There's gray, and then there's black. I've grudgingly come to accept a certain amount of "superior interpretation" in the upper levels of racing, but nothing makes me madder than a guy in the Blunderbust division hogging out his intake manifold, or building a stroker engine. If you want to cheat, build a car in the headline division and cheat against the best. Tire softener? Those people should be down at the VFW playing bingo, not driving race cars.

13. Its the last lap of a dream race.... who are the drivers and at what track would you like to see them battle it out?
Mike Rowe, Ralph Nason and Jimmy Spencer; three wide with the white flag flying at Thunder Road. None of them would finish, but man, what a wreck!

14. What is the one thing you wish more fans would know about motorsports? How could they possibly learn that one thing?
I wish every fan had to spend one season working on a race car. Pull a few all-nighters patching the car back together or building a new motor from leftover parts, and maybe you won't be so quick to cheer those big wrecks from now on.

15. How do you think racing has managed to keep a somewhat wholesome imagine while other major sports have what seems to be endless scandals involving drugs, crime, etc?
There's no way you can drive a racecar impaired. Try it once, and the other drivers will run you out of Dodge, because you're jeopardizing their life, as well as your own. Also, racing is sponsor driven. The day a NASCAR driver gets busted with a glove compartment full of crack cocaine is the day he becomes unemployed. The sponsors will not put up with that kind of negative publicity, so the sport tends to police itself.

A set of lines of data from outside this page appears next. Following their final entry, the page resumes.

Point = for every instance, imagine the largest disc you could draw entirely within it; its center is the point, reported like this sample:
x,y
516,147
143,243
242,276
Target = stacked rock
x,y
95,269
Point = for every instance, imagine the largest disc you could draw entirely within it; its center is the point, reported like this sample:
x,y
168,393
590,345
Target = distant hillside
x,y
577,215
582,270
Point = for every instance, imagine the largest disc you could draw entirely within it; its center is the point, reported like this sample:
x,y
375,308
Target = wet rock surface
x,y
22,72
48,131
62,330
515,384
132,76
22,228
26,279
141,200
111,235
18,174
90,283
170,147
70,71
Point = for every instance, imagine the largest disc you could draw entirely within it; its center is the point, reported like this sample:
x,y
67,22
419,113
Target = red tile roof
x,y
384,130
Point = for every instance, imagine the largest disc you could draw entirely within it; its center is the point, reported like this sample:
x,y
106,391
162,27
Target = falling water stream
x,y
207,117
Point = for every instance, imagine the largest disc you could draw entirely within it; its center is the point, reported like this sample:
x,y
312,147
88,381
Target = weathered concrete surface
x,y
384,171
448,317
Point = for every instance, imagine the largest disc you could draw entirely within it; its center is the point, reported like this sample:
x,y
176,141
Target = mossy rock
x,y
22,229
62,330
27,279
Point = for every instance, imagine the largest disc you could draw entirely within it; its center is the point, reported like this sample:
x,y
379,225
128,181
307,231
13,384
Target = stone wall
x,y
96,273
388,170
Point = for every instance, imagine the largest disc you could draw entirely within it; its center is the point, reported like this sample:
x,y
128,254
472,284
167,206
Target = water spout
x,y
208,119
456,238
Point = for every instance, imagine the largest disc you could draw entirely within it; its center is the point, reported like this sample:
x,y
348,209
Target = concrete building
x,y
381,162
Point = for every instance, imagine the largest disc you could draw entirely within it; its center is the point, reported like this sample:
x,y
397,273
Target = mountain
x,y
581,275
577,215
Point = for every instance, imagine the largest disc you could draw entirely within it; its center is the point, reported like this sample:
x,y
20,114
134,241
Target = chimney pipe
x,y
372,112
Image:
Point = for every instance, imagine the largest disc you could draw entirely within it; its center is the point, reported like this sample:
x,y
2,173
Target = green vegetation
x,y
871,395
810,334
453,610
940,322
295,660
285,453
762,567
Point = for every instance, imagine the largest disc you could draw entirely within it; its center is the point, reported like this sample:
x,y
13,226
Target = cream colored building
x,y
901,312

16. What could be done in racing to get it more diverse as far as minority involvement?
There are hundreds of basketball hoops in every inner-city neighborhood, but not a single race track. That's our major problem right now. Minority kids have no exposure to the sport, and as a result, no reason to believe they can grow up to be racers. As television brings racing into the inner cities and urban areas, I think more minorities will become attracted to it. Women are also becoming a bigger part of the NASCAR picture, though none have yet shown the talent to succeed at the top of the ladder. It's coming.

17. What do you think about imported car manufactors getting into major league auto racing in the USA?
What's imported anymore? Daimler-Chrysler is German, and every other make is manufactured (at least in part) overseas. As far as I'm concerned, the more the merrier.

18. Your choice.... one ticket to a big league NASCAR race or a seasons pass to your favorite local short track... which would you chose and why?
Oh come one, who are you talking to here? Short track, all the way.

19.Where do you see yourself in 5 years as far as motorsports goes?
I like where I'm at, with one foot still in the short-track world, and the other in the Winston Cup arena. I still love the magic of radio, though if someone offers me a few million dollars to stand in front of a camera, it'd be rude not to listen...

20. When you want a break from the world of motorsports, what are some of the things you like to do?
I just finished a 75-80 game basketball and hockey season. It's a nice change of gears (literally), and allows me to stay busy and stay sharp, a little closer to home. I wouldn't know a vacation if it bit me in the backside.